- Born: 1891 Near Bordeaux, France
- Died: 3 June 1976
- Education: École Normale Supérieure Aix-Marseille University
- Known for: Fourier Optics
- Scientific career
- Fields: Physics
- Workplaces: Université de Rennes Université de Besançon

= Pierre-Michel Duffieux =

French physicist

Pierre-Michel Duffieux (1891–1976) was a French physicist, known as the founder of Fourier optics.

== Life and career==

Duffieux became interested in physics by listening to the lectures of Pierre Duhem in high school in Bordeaux. In 1912 he entered the École Normale Supérieure. During the first world war he was involved in military work under the supervision of Henri Bénard, applying Fourier methods to measuring the coefficients of thermal conductivity. This work resulted in his first scientific publication.
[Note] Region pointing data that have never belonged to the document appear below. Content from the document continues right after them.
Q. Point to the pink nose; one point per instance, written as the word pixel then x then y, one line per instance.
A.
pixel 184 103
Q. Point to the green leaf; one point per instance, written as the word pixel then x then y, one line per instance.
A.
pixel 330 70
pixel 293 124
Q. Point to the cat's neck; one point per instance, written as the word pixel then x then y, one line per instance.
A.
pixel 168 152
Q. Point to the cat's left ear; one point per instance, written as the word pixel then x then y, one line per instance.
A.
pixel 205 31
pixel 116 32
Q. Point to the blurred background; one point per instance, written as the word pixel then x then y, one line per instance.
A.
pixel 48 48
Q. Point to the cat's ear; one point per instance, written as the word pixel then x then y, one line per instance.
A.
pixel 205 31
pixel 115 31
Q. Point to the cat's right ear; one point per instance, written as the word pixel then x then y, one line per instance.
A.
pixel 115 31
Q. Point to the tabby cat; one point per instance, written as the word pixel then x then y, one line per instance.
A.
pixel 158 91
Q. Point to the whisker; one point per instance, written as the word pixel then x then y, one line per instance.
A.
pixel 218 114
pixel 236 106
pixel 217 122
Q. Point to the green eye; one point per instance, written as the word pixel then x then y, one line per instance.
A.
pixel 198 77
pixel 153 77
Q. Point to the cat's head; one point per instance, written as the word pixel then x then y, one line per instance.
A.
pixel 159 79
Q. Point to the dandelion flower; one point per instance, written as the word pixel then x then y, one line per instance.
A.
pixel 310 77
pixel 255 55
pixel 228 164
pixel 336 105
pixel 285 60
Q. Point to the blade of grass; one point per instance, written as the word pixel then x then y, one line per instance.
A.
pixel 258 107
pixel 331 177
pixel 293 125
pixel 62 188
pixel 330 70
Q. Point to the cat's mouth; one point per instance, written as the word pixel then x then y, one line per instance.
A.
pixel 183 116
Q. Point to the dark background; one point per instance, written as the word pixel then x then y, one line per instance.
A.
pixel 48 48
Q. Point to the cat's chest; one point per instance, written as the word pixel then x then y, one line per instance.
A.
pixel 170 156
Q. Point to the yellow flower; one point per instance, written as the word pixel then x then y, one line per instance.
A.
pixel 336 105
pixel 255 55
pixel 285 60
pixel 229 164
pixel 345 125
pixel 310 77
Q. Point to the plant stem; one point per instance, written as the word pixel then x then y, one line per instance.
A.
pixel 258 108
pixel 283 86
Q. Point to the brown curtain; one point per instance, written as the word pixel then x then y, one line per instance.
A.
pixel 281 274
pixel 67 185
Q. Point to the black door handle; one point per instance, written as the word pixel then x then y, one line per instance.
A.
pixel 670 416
In 1920 Duffieux became an assistant of Charles Fabry in Marseille, earning his doctorate in 1925 with a thesis on band spectroscopy. Afterward he worked in interference spectroscopy, moving to Rennes in 1927. During World War II Duffieux discovered Fourier optics, presenting his ideas at a meeting of the French Society of Physics in Paris in 1941, and publishing several papers. He completed a monograph on the subject in 1943–1944, which was privately published after the war in 1946. The work gained little attention outside France until Born and Wolf called attention to it in their text, Principles of Optics (1959). A second edition of Duffieux's book was published in 1970 by Masson (Paris) and an English translation appeared in 1983. After the war, Duffieux moved to Besançon and became the chair of optics at the university.

Duffieux was also interested in philosophy, music, and the meaning and interpretation of quantum theory.

==Bibliography==
- Max Born and Emil Wolf (1999). Principles of Optics: Electromagnetic Theory of Propagation, Interference and Diffraction of Light, seventh edition (Cambridge University Press), p. 543. ISBN 978-0-521-64222-4
- P.-M. Duffieux (1983). The Fourier Transform and its Applications to Optics (Wiley, New York).
- Peter Hawkes and Noël Bonnet (1997). A symposium in honour of Pierre-Michel Duffieux. Microscopy, Microanalysis, Microstructures vol. 8, no. 1, pp. ix - xiv.
- André Maréchal (1976). Pierre-Michel Duffieux. Physics Today, vol. 29, No. 11 (November), p. 85.